Düzce spor maçının özeline inecek olursak en büyük eksiğimizin rakip karşısında fiziki üstünlük kuramamamız olduğunu söyleyebilirim. Fiziki anlamda üstünlük kuramadığınız durumlarda Forvet defans hattında çok fazla gel-git yapılmakta, maç henüz koparılmamışsa takım defansta yoğunlaştığından forvette çoğalamamakta ve rakip defans üzerinde baskı kuramamaktadır. Fiziki anlamda rakipten kuvvetli olup defans üzerinde baskı kurup hataya zorlayamadığın zaman ya göbekten çok yetenekli oyuncularla delmeye çalışır yada yan toplarla forveti beslersin. Fiziksel eksiklik nedeniyle yan topları zaten yapamadık göbekten pozisyona girecek bireysel yetenekleri üst düzey oyuncularımızda olmadığından o hattı da geçerek gol pozisyonuna giremedik.
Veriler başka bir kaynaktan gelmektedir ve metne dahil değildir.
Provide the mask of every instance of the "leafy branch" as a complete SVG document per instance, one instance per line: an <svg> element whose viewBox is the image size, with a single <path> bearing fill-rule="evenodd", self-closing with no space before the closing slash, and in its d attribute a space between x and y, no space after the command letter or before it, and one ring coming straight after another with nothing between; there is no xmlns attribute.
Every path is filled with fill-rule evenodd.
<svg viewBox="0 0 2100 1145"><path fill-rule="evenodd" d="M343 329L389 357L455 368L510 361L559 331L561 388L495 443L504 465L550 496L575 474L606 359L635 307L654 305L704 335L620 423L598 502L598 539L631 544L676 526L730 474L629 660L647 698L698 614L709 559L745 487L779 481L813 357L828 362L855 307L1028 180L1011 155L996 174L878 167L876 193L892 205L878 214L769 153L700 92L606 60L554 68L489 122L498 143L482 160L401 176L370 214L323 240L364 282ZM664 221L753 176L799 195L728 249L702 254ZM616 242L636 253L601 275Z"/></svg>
Topa çok sahip olmak oyunu domine ettiğin anlamına gelmemektedir. Takımın lehine pozisyon zenginliği yaratamıyorsan topa çok sahip olmanın avantajdan ziyade dezavantaja dönüşmesi kaçınılmazdır. Senden fiziksel anlamda kuvvetli takımlara karşı orta saha hakimiyetini ele geçirerek ayağa kısa paslarla veya araya yada arkaya düşürülecek uzun toplarla sonuç odaklı bir futbol oynamak galibiyet kapılarını zorlar.
Devre arası transferlere değinecek olursak zamanından sonra yapılan bir aşı uygulaması gibidir. Bazen aşı tutmayabilir, uyum sorunu yaşanması kaçınılmazdır. Ayrıca sezon başı kampında yeterli kondisyon ve oksijen yüklemesi yapılmamış takımla çalışmamış oyuncuların performansında süreklilik yakalamak zordur. Bu noktada da Hüseyin hocamın maç öncesi antrenmanlarda takımın uyumu ve fiziksel durumunu iyi analiz etmesi gerekiyor.
Hakeme de değinmek gerekirse ilk yarıda kazandığımız ve gole çeviremediğimiz penaltı sonrasında ikinci yarıda 1-0 mağlup durumdayken çalmaktan imtina ettiği % 100 penaltı olan pozisyon sonrası maçın kaybedilmesindeki en büyük etken oldu sanırım. Eğer o pozisyon çalınsa ve gole dönse maç sonucu daha farklı olabilirdi ve takım bu kadar stres yapmazdı. Görünen o ki takımın stres yönetimi noktasında da önemli eksikleri var . Stres yaptığı maçlarda hata oranının yükseldiği dikkatli izleyenlerin gözünden kaçmamıştır sanırım.